In 1898, he began working in the education sector, where he would remain for the rest of his career, beginning with an appointment as Inspector of Schools for the Straits Settlements, which title was changed to Director of Public Instruction in 1901. In 1906, the Education Departments of the Straits Settlements and the Federated Malay States were amalgamated and Elcum was appointed to head the new department where he remained as Director of Education until his retirement.

Briefly, from 1911–12, he combined his position as Director with that of Acting Advisor to the Sultan of Johor in the absence of Douglas Graham Campbell, and in 1914, he was appointed as a member of the Singapore Legislative Council. He retired in 1916 due to illness.

As Director of Education for ten years, his reports, which were published annually, provide an authoritative account of the state of education in British Malaya at the beginning of the 20th century.

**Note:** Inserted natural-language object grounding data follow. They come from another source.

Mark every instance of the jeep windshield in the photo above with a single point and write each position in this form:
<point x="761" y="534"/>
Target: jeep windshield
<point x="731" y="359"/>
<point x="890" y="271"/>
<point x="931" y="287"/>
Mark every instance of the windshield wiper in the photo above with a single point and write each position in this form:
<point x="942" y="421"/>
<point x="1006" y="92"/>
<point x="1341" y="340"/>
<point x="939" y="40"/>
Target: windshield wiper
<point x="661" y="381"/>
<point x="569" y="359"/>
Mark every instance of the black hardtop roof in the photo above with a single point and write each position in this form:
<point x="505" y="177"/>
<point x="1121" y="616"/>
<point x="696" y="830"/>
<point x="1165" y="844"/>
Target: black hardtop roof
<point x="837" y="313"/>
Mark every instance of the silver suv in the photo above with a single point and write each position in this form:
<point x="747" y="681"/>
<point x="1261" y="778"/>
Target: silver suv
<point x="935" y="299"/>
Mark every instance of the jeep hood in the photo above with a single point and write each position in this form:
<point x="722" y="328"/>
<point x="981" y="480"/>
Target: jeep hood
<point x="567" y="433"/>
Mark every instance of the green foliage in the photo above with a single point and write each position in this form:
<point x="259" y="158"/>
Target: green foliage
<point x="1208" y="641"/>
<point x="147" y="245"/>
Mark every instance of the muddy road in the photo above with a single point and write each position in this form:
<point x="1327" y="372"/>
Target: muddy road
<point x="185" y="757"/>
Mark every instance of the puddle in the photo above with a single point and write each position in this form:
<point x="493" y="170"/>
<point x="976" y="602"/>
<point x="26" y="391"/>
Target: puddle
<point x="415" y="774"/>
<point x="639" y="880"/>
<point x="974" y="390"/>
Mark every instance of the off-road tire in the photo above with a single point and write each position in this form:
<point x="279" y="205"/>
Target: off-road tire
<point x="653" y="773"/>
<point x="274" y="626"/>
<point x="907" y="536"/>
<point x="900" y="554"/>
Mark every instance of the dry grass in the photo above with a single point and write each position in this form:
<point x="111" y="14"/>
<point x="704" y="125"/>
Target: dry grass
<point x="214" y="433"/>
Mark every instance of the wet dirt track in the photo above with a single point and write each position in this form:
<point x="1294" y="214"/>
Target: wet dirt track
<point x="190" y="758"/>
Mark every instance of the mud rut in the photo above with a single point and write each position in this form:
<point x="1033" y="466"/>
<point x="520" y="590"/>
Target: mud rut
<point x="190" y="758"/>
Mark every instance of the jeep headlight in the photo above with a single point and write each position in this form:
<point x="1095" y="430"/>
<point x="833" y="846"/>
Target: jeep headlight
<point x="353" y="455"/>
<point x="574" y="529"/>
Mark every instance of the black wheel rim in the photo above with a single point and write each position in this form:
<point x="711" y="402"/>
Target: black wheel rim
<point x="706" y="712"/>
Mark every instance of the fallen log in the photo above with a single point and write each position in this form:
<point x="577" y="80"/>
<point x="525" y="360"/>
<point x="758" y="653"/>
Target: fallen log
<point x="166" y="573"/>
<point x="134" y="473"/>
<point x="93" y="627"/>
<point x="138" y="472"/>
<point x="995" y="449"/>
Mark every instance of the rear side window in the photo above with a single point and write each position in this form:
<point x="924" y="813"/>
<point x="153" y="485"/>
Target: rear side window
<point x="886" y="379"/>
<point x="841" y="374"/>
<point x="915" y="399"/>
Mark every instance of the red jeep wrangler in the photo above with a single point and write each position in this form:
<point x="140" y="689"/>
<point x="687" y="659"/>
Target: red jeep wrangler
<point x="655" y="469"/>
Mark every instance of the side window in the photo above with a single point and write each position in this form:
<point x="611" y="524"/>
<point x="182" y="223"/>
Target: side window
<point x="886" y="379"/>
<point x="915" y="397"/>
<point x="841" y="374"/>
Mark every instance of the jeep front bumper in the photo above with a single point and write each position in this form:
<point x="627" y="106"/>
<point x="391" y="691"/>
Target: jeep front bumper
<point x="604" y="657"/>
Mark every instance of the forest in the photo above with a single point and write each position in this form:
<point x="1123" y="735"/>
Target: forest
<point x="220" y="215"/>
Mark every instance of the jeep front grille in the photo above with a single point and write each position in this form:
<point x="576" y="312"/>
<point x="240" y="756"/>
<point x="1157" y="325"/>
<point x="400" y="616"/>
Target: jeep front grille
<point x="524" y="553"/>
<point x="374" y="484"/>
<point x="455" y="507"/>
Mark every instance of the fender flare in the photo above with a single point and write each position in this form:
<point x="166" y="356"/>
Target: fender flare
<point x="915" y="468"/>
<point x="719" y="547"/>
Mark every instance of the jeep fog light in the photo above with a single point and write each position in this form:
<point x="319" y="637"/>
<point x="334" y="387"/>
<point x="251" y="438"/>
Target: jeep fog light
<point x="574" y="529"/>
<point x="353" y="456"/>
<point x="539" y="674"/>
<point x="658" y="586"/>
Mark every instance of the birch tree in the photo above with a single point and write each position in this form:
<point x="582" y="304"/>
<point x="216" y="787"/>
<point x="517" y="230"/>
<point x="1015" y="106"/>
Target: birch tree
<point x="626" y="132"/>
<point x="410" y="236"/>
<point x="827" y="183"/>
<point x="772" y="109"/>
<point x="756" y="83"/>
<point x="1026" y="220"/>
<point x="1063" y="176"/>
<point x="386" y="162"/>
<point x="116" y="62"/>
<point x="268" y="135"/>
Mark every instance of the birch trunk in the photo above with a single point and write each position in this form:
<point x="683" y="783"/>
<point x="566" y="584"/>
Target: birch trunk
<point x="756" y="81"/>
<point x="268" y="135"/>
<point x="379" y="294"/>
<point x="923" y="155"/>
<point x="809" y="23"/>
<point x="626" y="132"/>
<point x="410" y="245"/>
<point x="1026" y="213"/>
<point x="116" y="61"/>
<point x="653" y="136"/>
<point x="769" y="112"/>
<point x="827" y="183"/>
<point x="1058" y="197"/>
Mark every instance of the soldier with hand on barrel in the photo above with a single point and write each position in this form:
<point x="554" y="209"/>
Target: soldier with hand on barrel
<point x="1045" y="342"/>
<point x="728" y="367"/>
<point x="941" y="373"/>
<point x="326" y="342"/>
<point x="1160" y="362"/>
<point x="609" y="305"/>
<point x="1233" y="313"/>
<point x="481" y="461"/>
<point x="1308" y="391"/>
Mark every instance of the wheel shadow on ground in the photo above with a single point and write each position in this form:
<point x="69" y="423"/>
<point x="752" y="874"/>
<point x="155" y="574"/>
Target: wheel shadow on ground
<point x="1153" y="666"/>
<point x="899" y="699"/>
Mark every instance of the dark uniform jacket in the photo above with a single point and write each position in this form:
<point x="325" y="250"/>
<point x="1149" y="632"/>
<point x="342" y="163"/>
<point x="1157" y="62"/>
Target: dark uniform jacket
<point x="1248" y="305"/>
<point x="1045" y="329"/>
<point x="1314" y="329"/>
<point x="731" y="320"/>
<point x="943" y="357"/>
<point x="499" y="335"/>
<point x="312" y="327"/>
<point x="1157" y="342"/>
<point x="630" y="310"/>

A recurring issue which he raised in his reports was the poor state of women's education amongst the Chinese, and especially the Malays. In his report for 1913, he noted that school attendance by boys was on average five times greater than for girls. He added: "The girls' schools continue to be unsatisfactory. They are small and inefficient and as a rule girls only attend for a year or so, and indeed very few reach the upper classes."

== Personal life ==
Elcum's wife, Ethel Harriet, died in 1914, and they had three daughters, Jane, Eunice and Gwen. Elcum died on 28 November 1945, aged 85, at Truro, Cornwall.